Errors When Using Microsoft Azure SQL Database as the ThingWorx Persistence Provider
When using the Microsoft Azure SQL database as the ThingWorx Persistence Provider in the ThingWorx Microsoft Industrial IoT OPC UA integration, property bindings do not work. The cause of this issue is the limitation of index size on Microsoft Azure SQL.
The following error message in the ApplicationLog indicates that the ThingWorx AzureOpcUaPropertyMapDataTable data table is present and the index exceeds the Microsoft Azure SQL limitation on indexes:

Unable to add data table entry because com.thingworx.common.exceptions.DataAccessException: [1,018]
Data store unknown error: [Error occurred while accessing the data provider.] Unable to dispatch
[ uri = /Things/AzureOpcUaPropertyMapDataTable/Services/AddOrUpdateDataTableEntries/]:
Unable to Invoke Service AddOrUpdateDataTableEntries on AzureOpcUaPropertyMapDataTable :
java.lang.RuntimeException: com.thingworx.common.exceptions.DataAccessException: [1,018]
Data store unknown error: [Error occurred while accessing the data provider.]
WORKAROUND: To avoid this error, follow these steps:
1. Log in to ThingWorx Composer and navigate to the AzureOpcUaPropertyMapDataTable.

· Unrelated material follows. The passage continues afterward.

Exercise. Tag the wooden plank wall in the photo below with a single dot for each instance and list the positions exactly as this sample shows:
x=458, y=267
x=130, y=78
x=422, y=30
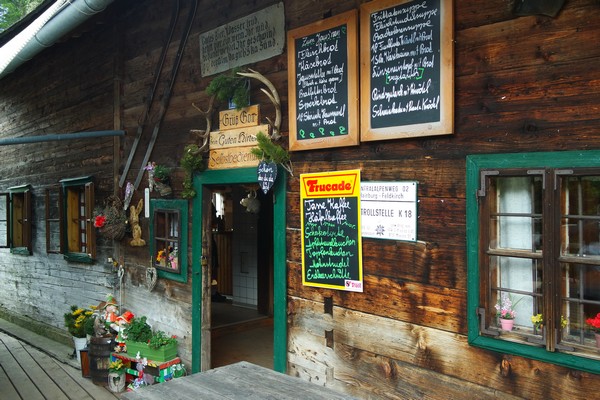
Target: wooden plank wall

2. Click Configuration to display the following page:
3. Click Edit to display the editing tools. Click the icon next to each index to delete them, and then click Save, as shown here:
4. Under Configuration, select the two indexes listed, Thing Property and Endpoint and Note IDs, and click Delete to remove them.
5. For this change to take effect, you must restart the ThingWorx Platform.
Restarting One or More Connectors Disconnects Industrial Connection But Telemetry Still Flows
This issue is specific to the ThingWorx High Availability Clustering environment. When one or more Connectors are restarted, you need to wait for at least two minutes for the Industrial Connection and the Remote Things to reconnect to the ThingWorx Platform instance. It can take this long for the Industrial Connection and Remote Things to return to the connected state in an HA Cluster.